The History of South Sudan
A CHAPTER OF A BOOK TO BE PUBLISHED SOON
By John Kuek,
Oct 25, 2014(Nyamilepedia) — To fully understand the nature of the current civil war, one needs to revisit the history of the region now known as the South Sudan. The history of the country is largely intertwined within four key sociocultural phenomena: Tribal alliances and rivalries, language/dialectic differences, various religions and their belief systems, and geography. Collectively, these phenomena define the lingering sociopolitical struggles of this country. South Sudan is a landlocked country in eastern Africa with plains in the north and center, and highlands in the south along the border with Uganda and Kenya. The “White Nile”, a tributary of the great Nile River, flows from the north through the country. This river is the major geographic feature of the country and supports agriculture and large wild-life populations. South Sudan is bordered by the Central African Republic, the Democratic Republic of the Congo, Ethiopia, Kenya, Sudan, and Uganda. While the history of the country of South Sudan is very brief, the region has a history dating back thousands of years (Metz, 1991). After decades of political disagreement including warfare between the South Sudan and the Republic of Sudan, South Sudan finally gained independence in July 2011. Since then, South Sudan has been a country in deep turmoil with many growing pains, most notably a tribal conflict between the president and former vice president.

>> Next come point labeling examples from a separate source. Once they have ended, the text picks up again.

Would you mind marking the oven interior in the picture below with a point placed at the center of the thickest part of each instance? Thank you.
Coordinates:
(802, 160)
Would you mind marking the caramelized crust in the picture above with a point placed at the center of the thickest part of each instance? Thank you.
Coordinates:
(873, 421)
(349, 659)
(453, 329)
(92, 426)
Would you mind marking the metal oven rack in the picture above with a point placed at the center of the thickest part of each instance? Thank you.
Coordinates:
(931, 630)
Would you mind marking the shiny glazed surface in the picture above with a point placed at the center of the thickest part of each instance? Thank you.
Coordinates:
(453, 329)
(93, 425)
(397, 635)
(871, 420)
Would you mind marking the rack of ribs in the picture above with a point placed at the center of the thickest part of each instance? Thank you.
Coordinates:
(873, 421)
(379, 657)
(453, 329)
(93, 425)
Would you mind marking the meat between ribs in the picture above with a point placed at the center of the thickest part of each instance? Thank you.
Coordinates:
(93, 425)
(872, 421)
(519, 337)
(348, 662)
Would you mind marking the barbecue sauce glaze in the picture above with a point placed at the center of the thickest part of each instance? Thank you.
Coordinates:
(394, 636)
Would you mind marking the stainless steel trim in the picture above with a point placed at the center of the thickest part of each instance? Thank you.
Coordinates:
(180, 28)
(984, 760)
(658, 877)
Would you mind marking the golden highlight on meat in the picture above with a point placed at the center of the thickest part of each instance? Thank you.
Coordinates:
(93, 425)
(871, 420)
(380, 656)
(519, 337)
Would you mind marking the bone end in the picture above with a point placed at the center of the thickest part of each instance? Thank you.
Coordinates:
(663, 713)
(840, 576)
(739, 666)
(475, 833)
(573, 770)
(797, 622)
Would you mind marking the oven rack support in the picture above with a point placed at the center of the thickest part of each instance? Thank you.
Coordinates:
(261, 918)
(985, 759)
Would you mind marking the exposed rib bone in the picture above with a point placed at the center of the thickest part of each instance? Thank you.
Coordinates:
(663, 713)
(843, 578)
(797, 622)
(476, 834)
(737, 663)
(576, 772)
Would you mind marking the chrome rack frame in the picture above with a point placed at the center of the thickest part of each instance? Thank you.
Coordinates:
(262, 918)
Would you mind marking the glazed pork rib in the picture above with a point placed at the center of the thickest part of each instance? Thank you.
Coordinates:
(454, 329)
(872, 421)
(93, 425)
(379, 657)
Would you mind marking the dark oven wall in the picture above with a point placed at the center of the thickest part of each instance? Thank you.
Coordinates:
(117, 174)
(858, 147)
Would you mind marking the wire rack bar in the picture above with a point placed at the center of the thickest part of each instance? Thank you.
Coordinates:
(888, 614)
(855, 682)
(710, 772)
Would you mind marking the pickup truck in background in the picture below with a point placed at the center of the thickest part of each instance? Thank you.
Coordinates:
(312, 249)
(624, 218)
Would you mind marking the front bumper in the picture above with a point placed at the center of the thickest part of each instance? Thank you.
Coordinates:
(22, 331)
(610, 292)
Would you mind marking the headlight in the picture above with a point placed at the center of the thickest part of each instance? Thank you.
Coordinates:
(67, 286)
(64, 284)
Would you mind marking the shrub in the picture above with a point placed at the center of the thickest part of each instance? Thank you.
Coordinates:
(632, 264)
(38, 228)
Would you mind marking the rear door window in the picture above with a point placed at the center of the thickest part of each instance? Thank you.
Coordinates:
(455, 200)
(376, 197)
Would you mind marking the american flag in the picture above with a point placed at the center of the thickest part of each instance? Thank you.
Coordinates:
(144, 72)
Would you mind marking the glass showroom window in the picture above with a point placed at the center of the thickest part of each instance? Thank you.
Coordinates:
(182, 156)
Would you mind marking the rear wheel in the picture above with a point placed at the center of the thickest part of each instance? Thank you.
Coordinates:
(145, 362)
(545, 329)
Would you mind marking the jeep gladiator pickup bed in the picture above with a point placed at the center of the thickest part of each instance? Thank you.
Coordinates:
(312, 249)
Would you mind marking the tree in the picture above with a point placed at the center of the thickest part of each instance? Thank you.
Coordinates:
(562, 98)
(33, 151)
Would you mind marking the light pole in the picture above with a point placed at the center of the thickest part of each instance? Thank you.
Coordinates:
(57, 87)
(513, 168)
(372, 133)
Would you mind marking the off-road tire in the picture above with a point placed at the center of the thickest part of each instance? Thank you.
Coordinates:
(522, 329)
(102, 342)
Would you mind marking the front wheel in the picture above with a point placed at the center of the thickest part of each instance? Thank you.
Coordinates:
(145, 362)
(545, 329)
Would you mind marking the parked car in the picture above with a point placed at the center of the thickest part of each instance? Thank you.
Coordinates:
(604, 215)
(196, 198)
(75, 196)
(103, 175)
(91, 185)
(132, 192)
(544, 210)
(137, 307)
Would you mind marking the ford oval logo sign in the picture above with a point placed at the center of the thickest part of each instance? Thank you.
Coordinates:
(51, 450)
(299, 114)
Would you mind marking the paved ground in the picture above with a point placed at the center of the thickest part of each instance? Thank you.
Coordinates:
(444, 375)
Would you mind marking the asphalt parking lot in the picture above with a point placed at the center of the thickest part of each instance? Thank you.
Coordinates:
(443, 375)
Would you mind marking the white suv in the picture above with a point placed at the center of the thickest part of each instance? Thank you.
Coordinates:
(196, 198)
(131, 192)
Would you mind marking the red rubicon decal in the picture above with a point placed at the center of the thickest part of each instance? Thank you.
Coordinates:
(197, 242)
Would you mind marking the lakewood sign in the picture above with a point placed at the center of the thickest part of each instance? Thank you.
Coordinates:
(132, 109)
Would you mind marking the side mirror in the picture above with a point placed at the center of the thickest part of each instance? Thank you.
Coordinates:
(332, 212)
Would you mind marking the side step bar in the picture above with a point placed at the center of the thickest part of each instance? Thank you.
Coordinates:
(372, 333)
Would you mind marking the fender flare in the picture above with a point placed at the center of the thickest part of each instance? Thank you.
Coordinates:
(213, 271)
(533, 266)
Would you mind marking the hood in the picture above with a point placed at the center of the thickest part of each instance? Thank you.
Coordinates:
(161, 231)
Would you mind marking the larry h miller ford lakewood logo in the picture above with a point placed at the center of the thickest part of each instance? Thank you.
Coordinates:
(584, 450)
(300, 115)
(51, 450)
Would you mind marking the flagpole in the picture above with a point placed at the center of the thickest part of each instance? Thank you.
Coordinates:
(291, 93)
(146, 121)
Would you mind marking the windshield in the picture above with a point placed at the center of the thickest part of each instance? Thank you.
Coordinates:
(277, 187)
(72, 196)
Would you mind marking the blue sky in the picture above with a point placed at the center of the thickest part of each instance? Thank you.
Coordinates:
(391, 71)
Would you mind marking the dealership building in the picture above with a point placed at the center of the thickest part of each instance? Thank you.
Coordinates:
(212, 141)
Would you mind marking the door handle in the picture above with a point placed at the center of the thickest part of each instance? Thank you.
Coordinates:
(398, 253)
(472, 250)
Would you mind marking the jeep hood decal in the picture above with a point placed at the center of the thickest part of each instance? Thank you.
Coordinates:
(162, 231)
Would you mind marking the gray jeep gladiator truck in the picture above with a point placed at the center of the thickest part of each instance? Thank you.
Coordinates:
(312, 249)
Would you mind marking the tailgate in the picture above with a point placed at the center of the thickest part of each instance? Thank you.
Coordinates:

As a result, South Sudan could not happily celebrate its third year of existence as an independent country due to a war that broke out on December 15, 2013. The reason for this conflict is both simple and complex. On the one hand, the president and former vice president are from two distinct tribes who promised to work together. Yet, their respective tribes’ mistrust of each other immediately caused each leader to accuse the other of political oppression, war-mongering, and the fomenting a dictatorship. On the other hand, this civil war, which has become genocidal, is very complex because the government has been both corrupt and disorganized, has managed poorly its resources and economy, and has lost the complete confidence of many countries that initially provided assistance including the United States and Great Britain. Also, many non-governmental organizations (NGOs) have abandoned the country because of death threats and political instability. At this moment, it is sad to say that there exists no stable infrastructure in South Sudan and instead, chaos and anarchy pervades the landscape. In turn, the long-standing ethnic hatred and rivalry between the Dinka and Nuer tribes has heightened to a point of no return, with violence spread throughout the country.